The Original Salty Dogs Jazz Band is a traditional jazz ensemble founded in 1947 in West Lafayette, Indiana, and later based in Chicago, Illinois. The Salty Dogs play standards and original pieces influenced by the Dixieland artists of the 1910s and 1920s, as well as the 1940s and 1950s "revivalists" such as Lu Watters and Turk Murphy.

==History==
A group of Purdue University students created a club in 1947 to discuss, listen to, and (later) perform jazz music. This club became semi-official when the university created the Purdue Jazz Society. The Jazz Society's performance group called themselves "The Original Peerless Jazz Band" at school functions and "The Salty Dogs" at paid performances at local taverns. Some band members moved to Chicago after graduation and continued to perform as a band. By the late 1950s, there were two "Salty Dogs" jazz bands: the one in Chicago and the one on the Purdue campus which was still being replenished by newer students. This occasionally led to misunderstandings, including cases in which, after playing at a venue for a few weeks, the campus band would be fired and replaced by the Chicago band. The Chicago band soon adopted the name "The Original Salty Dogs" in order to minimize such misunderstandings.

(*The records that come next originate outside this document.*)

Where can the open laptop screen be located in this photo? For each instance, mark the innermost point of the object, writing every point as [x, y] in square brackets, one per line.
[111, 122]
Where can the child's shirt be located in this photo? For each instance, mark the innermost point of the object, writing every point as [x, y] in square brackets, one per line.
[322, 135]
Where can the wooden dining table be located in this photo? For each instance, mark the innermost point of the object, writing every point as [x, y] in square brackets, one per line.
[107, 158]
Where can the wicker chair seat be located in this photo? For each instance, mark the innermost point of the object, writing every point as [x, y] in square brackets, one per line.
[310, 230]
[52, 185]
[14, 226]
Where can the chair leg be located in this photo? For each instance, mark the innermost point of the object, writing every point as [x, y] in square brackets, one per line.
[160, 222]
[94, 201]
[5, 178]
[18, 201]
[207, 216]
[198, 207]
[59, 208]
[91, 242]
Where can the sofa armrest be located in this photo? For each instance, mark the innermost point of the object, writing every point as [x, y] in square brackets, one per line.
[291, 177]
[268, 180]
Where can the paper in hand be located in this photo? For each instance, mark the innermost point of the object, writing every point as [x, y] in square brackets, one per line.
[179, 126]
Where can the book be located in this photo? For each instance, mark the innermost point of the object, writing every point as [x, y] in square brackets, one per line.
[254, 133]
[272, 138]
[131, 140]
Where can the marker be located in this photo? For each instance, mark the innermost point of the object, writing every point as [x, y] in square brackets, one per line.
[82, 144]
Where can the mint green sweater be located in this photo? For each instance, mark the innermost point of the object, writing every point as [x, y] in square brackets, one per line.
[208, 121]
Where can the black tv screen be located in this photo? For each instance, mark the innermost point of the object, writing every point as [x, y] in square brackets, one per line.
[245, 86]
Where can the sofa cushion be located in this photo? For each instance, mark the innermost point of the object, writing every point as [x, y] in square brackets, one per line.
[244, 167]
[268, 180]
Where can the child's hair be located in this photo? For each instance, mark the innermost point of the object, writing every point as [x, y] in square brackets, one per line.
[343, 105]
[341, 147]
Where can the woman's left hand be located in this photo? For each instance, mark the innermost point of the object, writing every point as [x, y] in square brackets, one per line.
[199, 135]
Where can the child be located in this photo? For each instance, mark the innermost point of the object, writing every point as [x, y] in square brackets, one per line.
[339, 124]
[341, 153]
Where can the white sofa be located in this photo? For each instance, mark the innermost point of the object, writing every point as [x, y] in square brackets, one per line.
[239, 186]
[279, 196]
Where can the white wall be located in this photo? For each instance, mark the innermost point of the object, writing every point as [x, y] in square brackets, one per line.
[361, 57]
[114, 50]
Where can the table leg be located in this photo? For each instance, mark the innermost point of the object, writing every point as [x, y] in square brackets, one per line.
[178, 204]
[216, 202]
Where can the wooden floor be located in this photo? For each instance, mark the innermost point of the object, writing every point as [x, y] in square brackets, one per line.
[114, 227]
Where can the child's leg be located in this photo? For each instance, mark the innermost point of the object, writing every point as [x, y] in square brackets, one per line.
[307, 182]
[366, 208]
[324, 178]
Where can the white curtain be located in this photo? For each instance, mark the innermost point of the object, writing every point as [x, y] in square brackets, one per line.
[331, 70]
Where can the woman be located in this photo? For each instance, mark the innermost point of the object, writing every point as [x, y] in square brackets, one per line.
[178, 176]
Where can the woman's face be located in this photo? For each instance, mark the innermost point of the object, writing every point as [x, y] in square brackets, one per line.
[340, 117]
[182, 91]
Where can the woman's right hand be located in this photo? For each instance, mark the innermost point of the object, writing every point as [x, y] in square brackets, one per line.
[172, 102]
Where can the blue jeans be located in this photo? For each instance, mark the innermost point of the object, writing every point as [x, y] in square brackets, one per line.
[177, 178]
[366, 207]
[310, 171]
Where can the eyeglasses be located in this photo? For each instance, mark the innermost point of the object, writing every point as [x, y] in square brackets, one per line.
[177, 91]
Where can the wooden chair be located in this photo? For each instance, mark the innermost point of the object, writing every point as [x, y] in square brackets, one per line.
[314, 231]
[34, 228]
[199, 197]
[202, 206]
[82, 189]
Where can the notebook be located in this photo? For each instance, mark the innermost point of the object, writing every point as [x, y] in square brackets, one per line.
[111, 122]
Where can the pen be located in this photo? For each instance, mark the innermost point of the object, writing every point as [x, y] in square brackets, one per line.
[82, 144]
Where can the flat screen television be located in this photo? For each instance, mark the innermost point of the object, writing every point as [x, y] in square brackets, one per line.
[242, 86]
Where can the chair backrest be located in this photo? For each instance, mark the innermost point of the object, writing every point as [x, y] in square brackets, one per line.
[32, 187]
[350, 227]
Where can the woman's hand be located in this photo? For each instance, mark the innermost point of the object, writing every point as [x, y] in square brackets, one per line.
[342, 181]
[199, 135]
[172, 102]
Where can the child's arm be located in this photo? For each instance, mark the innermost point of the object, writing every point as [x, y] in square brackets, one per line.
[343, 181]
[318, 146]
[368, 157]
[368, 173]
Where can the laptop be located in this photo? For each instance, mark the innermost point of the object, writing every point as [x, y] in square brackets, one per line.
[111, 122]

During the late 1950s, the campus band made a few limited-edition recordings which sold quickly at bookstores and the student union. (Some of these recordings were re-released on compact disc in the 2000s.) Their first widely distributed album was released in 1963 on Audiophile Records. This group soon disbanded as college students began to favor rock music over jazz.

Meanwhile, other Chicago-area musicians had joined the Purdue graduates and the Original Salty Dogs were regularly performing at The Red Arrow, The Hunt Club, The Sabre Room and other jazz clubs in the city's southwest suburbs. They recorded their first commercial album in 1964 on Delmark Records. The band released more albums on the Delmark, GHB, Jazz & Jazz (Australia) OKOM, Xylophonia and Stomp Off record labels and began to play at festivals throughout the United States. The Original Salty Dogs sometimes performed with The Kingston Trio, George Shearing, The Four Freshmen and other notable artists. Several members moved away from the Chicago area in the early 1970s, making regular performances difficult. Nevertheless, the Original Salty Dogs continue to give occasional performances with many of the same musicians who had joined in the 1950s and 1960s.

Richard "Dick" Karner joined the band in 1953 and played on the Salty Dogs first commercially released recording, a 1954 EP, called The Salty Dog Express. For the next numerous years, he performed with the band on Purdue's campus and at Chicago nightclub venues such as The Blue Note, Hunt Club and the Sabre Room. He died on March 12, 2021.